I have one circle of $11.63$ inch bricks that is $21.25$ ft in radius (green in the picture). I already purchased the bricks for this circle already.
I need to add another circle to the side (marked in red) of bricks. The size is scaled by the golden ratio of $1.618$, or $13.133$ ft in radius. The center of this red circle falls directly on the edge of the green circle.
I need to purchase bricks to form the second (red) circle, but I don't need bricks to go inside the green circle.

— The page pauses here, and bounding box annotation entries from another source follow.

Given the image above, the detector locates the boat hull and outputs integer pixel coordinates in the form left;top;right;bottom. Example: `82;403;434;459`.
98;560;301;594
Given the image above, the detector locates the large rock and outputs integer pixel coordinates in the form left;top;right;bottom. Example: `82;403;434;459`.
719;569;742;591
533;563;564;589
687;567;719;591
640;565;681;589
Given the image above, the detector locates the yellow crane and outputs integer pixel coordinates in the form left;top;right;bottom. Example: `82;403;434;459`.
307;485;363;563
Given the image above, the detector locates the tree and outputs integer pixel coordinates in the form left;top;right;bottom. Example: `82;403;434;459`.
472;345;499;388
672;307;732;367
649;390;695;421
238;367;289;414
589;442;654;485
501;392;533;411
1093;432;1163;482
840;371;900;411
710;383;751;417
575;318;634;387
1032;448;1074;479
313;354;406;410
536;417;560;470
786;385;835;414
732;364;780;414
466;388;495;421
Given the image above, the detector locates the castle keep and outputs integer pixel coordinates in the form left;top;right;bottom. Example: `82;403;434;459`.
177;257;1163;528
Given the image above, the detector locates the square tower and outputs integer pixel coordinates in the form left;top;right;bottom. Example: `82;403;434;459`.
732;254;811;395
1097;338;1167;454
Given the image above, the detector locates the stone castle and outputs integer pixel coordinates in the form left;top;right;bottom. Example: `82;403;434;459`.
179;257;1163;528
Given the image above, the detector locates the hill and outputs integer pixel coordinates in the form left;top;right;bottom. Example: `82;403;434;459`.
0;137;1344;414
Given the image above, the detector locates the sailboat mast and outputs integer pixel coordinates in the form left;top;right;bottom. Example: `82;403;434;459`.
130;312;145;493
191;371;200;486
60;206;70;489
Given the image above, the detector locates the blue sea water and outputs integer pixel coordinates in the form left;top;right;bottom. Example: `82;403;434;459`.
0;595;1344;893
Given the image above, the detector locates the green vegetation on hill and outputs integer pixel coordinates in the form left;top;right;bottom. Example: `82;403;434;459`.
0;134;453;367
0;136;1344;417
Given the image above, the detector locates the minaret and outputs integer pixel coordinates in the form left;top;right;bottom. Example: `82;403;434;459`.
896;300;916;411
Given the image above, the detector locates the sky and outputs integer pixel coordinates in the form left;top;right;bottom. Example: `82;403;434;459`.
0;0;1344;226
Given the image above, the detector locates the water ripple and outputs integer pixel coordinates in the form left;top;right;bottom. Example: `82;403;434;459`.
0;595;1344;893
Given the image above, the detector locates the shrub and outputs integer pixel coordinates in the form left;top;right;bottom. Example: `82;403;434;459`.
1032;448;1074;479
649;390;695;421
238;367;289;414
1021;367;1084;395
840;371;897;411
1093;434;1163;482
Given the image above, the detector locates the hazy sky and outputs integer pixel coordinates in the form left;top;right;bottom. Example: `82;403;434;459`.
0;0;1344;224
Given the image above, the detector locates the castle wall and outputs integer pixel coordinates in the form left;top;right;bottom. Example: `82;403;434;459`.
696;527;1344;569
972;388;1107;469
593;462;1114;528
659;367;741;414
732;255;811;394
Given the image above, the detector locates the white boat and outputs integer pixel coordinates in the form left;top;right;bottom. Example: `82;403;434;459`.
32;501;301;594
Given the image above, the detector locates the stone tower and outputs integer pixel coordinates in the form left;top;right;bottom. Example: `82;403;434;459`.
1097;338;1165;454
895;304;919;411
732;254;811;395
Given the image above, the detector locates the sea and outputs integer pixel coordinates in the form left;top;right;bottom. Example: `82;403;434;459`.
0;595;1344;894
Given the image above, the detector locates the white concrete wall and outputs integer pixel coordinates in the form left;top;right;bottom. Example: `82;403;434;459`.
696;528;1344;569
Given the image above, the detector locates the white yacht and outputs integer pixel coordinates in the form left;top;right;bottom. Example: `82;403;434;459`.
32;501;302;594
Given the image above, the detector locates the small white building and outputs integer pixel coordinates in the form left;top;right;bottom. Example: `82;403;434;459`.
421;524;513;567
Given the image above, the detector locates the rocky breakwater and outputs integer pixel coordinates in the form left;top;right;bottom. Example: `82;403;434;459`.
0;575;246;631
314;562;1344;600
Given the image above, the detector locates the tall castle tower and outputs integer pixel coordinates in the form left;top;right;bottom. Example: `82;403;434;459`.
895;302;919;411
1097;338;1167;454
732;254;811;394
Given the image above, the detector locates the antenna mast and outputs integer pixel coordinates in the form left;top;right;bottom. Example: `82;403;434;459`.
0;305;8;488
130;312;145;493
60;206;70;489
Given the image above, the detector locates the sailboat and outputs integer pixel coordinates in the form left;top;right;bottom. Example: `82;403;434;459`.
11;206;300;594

How do I find the circumference of circle B, minus the part intersected with circle A, so I can calculate how many bricks to buy?
 A: 
The $36^{\circ}-72^{\circ}-72^{\circ}$ $\triangle ABC$ is called the golden triangle as its sides are $a/\phi,a,a$.
Desired red circumference is
$$2\pi\cdot \frac{a}{\phi} \cdot\left(1-\frac{2\cdot72}{360}\right)$$
$$=2\pi\cdot \frac{a}{\phi}\cdot \frac{3}{5}$$
$$=\frac{6\pi}{5}\cdot \frac{a}{\phi} $$
where $a=21.25$
A: One possibility is to think about the intersection of the two circles. Assuming that the red circle is centered at $(0,0)$, its ''northeast'' quadrant is described by $y=\sqrt{r^2-x^2}$ (where $r$ is its radius). The green circle is centered at $(R,0)$, $R$ being its radius, and its ''northwest'' quadrant is described by $y=\sqrt{R^2-(x-R)^2}$. If you solve
$$\sqrt{r^2-x^2}=\sqrt{R^2-(x-R)^2}$$
you obtain the points at which the circles intersect: $\left(\frac{r^2}{2R},r\sqrt{1-\frac{r^2}{4R^2}}\right)$  and, by symmetry, $\left(\frac{r^2}{2R},-r\sqrt{1-\frac{r^2}{4R^2}}\right)$. These two points define an arc that spans $2\arctan\frac{r\sqrt{1-\frac{r^2}{4R^2}}}{\frac{r^2}{2R}}$ of the $360º$.